Negotiations are continuing - and becoming more venomous - between the unions representing Canadian and American auto workers on the one hand, and representatives of the big three US automakers - Ford, General Motors and Stellantis - on the other.
Workers’ unions’ current contract with Ford, General Motors and Stellantis expires on September 14 in the U.S. and September 18 in Canada. South of the border, the UAW (United Workers Association) has demanded numerous changes, including a wage increase of over 40 percent over the next four years, as well as a reduced work week of 32 hours. Ford, GM and Stellantis have made counteroffers, but Shawn Fain, president of the UAW described all three as, well, garbage.
Experts agree, we're headed for a labour disruption. The UAW's strike fund is $825 million USD, which could see them through about 90 days.
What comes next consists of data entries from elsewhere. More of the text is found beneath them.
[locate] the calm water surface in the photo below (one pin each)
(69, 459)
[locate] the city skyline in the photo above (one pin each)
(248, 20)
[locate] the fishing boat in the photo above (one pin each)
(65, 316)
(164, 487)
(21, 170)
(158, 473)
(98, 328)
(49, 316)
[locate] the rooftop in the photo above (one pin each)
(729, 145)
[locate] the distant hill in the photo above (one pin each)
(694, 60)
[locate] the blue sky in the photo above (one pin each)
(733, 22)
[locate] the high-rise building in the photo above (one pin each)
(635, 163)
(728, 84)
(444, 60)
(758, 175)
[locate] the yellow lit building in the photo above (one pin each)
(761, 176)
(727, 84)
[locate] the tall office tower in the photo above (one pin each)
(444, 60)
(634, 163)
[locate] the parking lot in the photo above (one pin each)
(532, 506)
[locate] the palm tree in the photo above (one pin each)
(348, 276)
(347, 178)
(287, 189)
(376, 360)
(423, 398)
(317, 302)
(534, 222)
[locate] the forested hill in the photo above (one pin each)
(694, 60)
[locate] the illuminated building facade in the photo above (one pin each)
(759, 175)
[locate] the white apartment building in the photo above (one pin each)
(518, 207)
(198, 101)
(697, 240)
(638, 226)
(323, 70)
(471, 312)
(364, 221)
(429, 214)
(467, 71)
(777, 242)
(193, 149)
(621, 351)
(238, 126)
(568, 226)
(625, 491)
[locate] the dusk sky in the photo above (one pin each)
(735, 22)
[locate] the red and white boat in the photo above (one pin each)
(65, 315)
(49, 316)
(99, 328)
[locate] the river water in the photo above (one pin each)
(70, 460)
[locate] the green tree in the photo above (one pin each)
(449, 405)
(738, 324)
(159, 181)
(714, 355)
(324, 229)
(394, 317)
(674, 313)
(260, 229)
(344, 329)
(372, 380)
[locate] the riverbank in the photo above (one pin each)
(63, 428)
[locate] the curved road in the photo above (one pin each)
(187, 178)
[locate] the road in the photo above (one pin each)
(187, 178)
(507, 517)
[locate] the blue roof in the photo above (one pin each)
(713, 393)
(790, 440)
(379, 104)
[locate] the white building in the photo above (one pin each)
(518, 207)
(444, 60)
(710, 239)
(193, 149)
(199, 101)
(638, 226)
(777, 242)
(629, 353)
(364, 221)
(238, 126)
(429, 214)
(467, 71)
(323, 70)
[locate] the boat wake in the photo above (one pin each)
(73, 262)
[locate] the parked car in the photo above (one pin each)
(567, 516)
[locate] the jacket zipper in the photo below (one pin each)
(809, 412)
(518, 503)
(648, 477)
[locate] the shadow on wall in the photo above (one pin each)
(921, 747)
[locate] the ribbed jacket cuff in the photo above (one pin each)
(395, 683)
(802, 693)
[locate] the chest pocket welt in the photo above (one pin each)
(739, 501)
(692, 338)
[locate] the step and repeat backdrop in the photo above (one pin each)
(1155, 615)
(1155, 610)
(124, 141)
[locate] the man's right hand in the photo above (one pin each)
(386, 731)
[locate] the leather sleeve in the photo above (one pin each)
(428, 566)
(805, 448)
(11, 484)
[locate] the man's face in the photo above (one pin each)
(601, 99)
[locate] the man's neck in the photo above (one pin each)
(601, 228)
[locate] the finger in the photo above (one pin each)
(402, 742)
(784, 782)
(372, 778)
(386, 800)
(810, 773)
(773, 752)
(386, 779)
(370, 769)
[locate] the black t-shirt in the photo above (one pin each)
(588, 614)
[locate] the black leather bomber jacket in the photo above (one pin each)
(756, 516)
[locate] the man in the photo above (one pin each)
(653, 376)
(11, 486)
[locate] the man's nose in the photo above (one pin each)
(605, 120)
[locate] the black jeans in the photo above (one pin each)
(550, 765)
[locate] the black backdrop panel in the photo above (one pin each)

However, if the UAW decides to take a more tactical approach and hit only plants that make engines and transmissions, for example, the strike could last much longer.
It all comes at a time of post-pandemic recovery in the automotive sector, when supply is better than it has been for the past two or three years. Prices are still very high, but the used car market has begun to show a downward trend, giving consumers a respite. Also, the increase in inventories of vehicles means manufacturers are once again offering incentives to liquidate unsold product.
This momentum could be broken by a strike. And of course, the ball is being tossed back and forth at the bargaining table.
The union has not commented on the likelihood of a labour dispute or the form it might take. What does seem clear to analysts is that if a strike does break out, consumers will be among those bearing the brunt, as supply chain expert Ambrose Conroy told Car and Driver.
“Incentives will disappear very soon after a strike is called, so consumers looking for a deal should buy now. Choices will become limited as automakers will again focus production on the highest-profit vehicles they can make, and the on-hand inventory will likely sell quickly.”
When stocks are exhausted, shortages will once again be passed on to the rest of the market. “A strike lasting more than 30 days is likely to push up used car prices,” added Conroy.
In other words, if a strike takes place and is prolonged, the used car market could once again see prices soar.